According to the Federal Transit Administration, it will cost nearly $50 billion to bring rail lines in Washington and five other urban areas — New York, Chicago, Philadelphia, Boston, and San Francisc — up to a “state of good repair.” Current rates of spending are not even adequate to keep these systems in the miserable condition they are in today. As an official with New York’s Metropolitan Transportation Authority says with resignation, “there will never be enough money” to restore New York’s rail system to a state of good repair (see p. 15).
So what’s the solution? How about federal regulation of transit agencies? That won’t solve any problems, but at least we’ll have a whole new layer of bureaucracy to blame the next time people are killed in a train crash.
The Washington Metro never intended to pay for new rail cars. Their plan has always been to let the system age to the point where the federal government will fund the replacement cars.
Safety must be a consideration from beginning to end of a transport project, from initial concept to recycling the parts. The safety principles are well-known; human tolerances were established by Col. John Stapp and others more than fifty years ago.
My favorite approach is the economic method – value a human life at ten to twenty million dollars and include it with all the other costs including passengers’ time waiting and in transit, then minimize life cycle cost and/or maximize profits. This is a rational engineering approach. Lawyers, politicians, and ignorant/greedy managers have their own different approaches which can reduce safety.

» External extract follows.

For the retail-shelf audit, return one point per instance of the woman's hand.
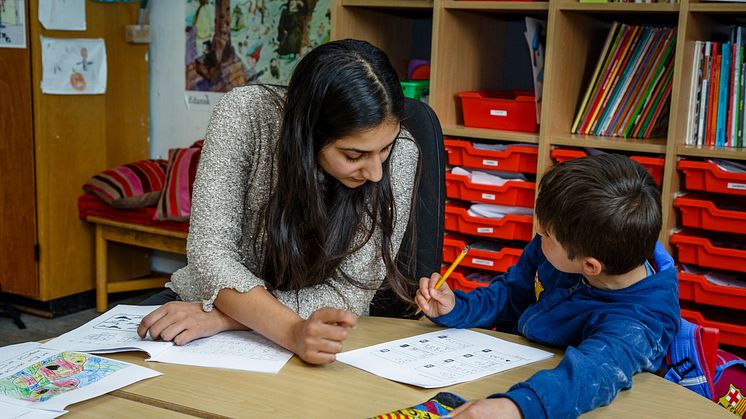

“The Washington Metro never intended to pay for new rail cars. Their plan has always been to let the system age to the point where the federal government will fund the replacement cars.”
Washington Metro can’t print money — its funding depends on multiple local/state jurisdictions (Fairfax County, Arlington County, Alexandria City, Falls Church City, Washington DC, Montgomery County, Prince Georges County, Maryland, and Virginia). Plus the Feds, of course. These all have unique budget constraints, plus wildly differing priorities.
You imply they’ve simply decided not to replace rail cars. But lacking committed funding sources and having to beg every budget cycle for enough funds to operate — and knowing that too aggressively increasing fares drives away riders — let alone maintain facilities and replace aging rail cars — precisely how do you suggest they do things differently/better regarding replacing equipment?
Spare me arguing against mass transit or that Metro shouldn’t have been built, or whatever. You said they “never intended to pay for new rail cars”. I’m asking how you suggest they SHOULD pay for them.